Most data subject access requests (SARs) are routine, but every now and again one comes along which stretches the law beyond where it would normally go.  Rudd v Bridle[1] was such a SAR.

Dr Rudd was a medical doctor, and eminent in his field.  He had more than a hundred scientific articles to his name, and he was an expert in the diseases that result from contact with white asbestos (which had been banned in the EU since 2005).  Over the years he had been called as an expert witness in a number of cases.

Mr Bridle was retired, but had been a businessman.  From time to time he ran an organisation called Asbestos Watch which, despite its name, carried out lobbying-type activities in favour of asbestos manufacturers.  Mr Bridle had formed the view that there was no basis to Dr Rudd’s science, that Dr Rudd was a fraudster, and that Dr Rudd had conspired with others to defraud asbestos manufacturers by, amongst other things, giving fraudulent evidence as an expert witness.  The judge summarised Mr Bridle’s allegations against Dr Rudd as:

for motives of personal greed, and in order to enable individuals to claim undeserved compensation, Dr Rudd had been party to a massive fraud on the Court and on innocent businesses by deceiving the Court on a number of occasions by (a) falsely claiming expertise in relation to the diseases caused by asbestos, when he had no or insufficient relevant expertise (b) falsifying evidence as to the risks to health associated with the Chrysotile form of asbestos, and manufactured products such as asbestos cement containing chrysotile.

Mr Bridle had been active in making his views about Dr Rudd known.  He had written to a number of MPs and had even lodged a complaint with the General Medical Council with a view to getting Dr Rudd censured or even struck off (the GMC refused to intervene).

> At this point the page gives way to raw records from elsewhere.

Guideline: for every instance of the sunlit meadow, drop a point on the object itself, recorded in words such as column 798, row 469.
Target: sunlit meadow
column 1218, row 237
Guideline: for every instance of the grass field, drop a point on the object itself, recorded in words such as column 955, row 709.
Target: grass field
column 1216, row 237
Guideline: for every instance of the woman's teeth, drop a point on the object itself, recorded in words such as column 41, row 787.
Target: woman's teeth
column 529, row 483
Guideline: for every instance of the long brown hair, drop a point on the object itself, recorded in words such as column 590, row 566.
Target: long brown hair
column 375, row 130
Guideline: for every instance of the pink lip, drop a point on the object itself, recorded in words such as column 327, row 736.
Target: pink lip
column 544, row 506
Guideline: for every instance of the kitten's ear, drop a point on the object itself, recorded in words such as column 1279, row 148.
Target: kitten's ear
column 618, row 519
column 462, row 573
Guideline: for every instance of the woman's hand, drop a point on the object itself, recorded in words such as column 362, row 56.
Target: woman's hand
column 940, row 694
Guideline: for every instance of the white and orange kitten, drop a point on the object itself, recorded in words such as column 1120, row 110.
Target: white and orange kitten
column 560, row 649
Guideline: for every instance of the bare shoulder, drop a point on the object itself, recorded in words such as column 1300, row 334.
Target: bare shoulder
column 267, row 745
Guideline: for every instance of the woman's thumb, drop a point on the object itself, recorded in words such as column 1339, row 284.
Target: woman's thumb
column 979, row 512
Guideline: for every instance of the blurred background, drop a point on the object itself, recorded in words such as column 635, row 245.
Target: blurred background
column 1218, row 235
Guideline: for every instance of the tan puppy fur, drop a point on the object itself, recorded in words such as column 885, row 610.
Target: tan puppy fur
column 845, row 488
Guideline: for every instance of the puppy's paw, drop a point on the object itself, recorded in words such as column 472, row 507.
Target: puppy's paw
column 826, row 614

The case was unusual because of the seriousness of the underlying allegations.  As the judge pointed out, in many ways it was akin to an action in defamation.  In fact, it is probably safe to assume (though this is not referred to in the judgement), that Dr Rudd was using the SAR as a means by which to get more information in relation to a possible defamation action.  In particular, because it seemed that Mr Bridle had not acted alone, Dr Rudd wanted to find out the identities of Mr Bridle’s associates.

Dr Rudd had served a number of SARs on Mr Bridle.  Dissatisfied with what he had received as responses to his SARs, he started legal proceedings.  After a few initial skirmishes, the case had gone to court. The primary function of the court was therefore to assess whether the responses provided by the Mr Bridle did or did not comply with the law.  Although the relevant legislation was the Data Protection Act 1998 (DPA98), the important issues would not have been any different under the GDPR/DPA18 (GDPR/Data Protection Act 2018).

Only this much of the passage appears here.